Hydrogen sulfide (H₂S), an endogenous gaseous mediator, critically regulates cardiovascular physiology and pathology (116, 117). Serum H₂S levels are significantly diminished in DMCM patients and animal models (118), with parallel reductions in endogenous H₂S and cystathionine-γ-lyase (CSE) expression in DMCM mice. Exogenous H₂S administration preserves cardiac ultrastructure, attenuating mitochondrial swelling and sarcoplasmic reticulum dilation. Both in vivo and in vitro, H₂S downregulates ERS-associated proteins—including ATF4, Bip, CHOP, PERK, p-PERK, eIF2α, and p-eIF2α. Mechanistically, H₂S alleviates ERS by targeting muscle RING-finger protein-1 (MuRF1) (119) and mitofusin-2 (Mfn-2) (120), enhancing endoplasmic reticulum-mitochondria interactions and reducing apoptosis.

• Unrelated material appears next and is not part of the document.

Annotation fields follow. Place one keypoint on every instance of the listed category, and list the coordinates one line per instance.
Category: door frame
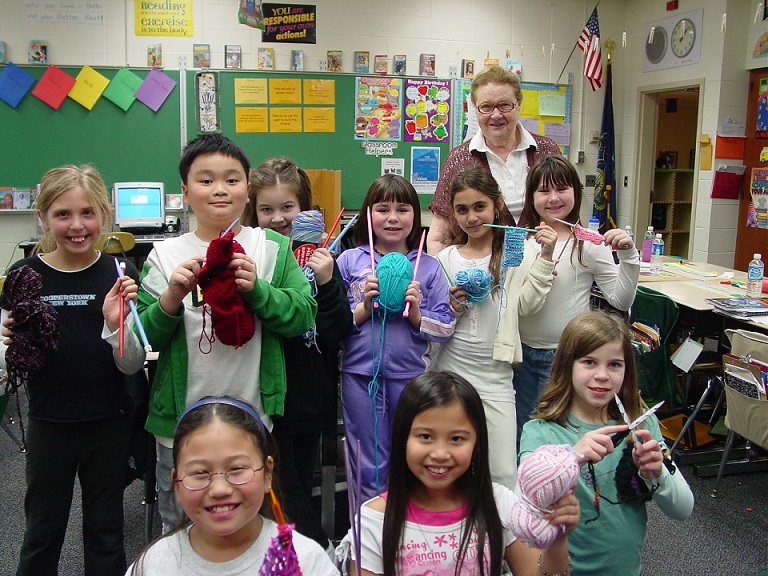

PI3K is a key intracellular lipid kinase that catalyzes the phosphorylation of the 3-hydroxyl group of the inositol ring in phosphatidylinositol (PI) molecules, generating corresponding 3-phosphorylated phosphatidylinositol derivatives. PI3K exists as a heterodimer composed of a catalytic subunit and a regulatory subunit. The catalytic subunits—p110α, p110β, p110γ, and p110δ—exhibit tissue- and cell type-specific expression patterns and functional specializations, thereby exerting distinct regulatory roles within cellular signaling networks (121–123). PI3K plays a pivotal role in insulin signal transduction; upon insulin binding to its receptor, PI3K is activated, subsequently regulating key cellular responses such as glucose transport and metabolism. Impaired PI3K activation results in defective glucose uptake and metabolism, thereby promoting the onset and progression of DMCM (124). In a T2D mouse model, delivery of constitutively active PI3K (p110α) via recombinant adeno-associated virus rAAV6-caPI3K significantly improved left ventricular function, as evidenced by increased LVEF and LVFS, and downregulated ERS-related markers GRP94 and CHOP, suggesting that PI3K is a potential therapeutic target for DMCM (125).

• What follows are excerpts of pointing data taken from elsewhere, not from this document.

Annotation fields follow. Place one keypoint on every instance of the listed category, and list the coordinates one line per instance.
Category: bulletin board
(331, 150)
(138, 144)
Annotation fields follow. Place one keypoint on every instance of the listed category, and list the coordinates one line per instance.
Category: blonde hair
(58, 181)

General control nonderepressible 2 (GCN2), an evolutionarily conserved eIF2α kinase, is activated by accumulated uncharged tRNA during amino acid deprivation. This selectively upregulates amino acid biosynthesis genes to maintain homeostasis (126, 127). GCN2 knockout ameliorates cardiac dysfunction induced by pressure overload (via transverse aortic constriction, TAC) or DOX (128). In STZ-induced T1D and STZ/high-fat diet-induced T2D murine models, GCN2 deficiency significantly attenuates DMCM pathological remodeling—including myocardial hypertrophy, fibrosis, and lipid deposition—concomitant with reduced myocardial p-eIF2α, GRP78, CHOP, ATF4, and Bax levels alongside elevated Bcl-2. These effects were recapitulated in palmitic acid (PA)- or high glucose-treated H9c2 cardiomyocytes (129). Collectively, GCN2 ablation mitigates oxidative stress, inflammation, ERS, and apoptosis in DMCM hearts, ultimately improving cardiac function.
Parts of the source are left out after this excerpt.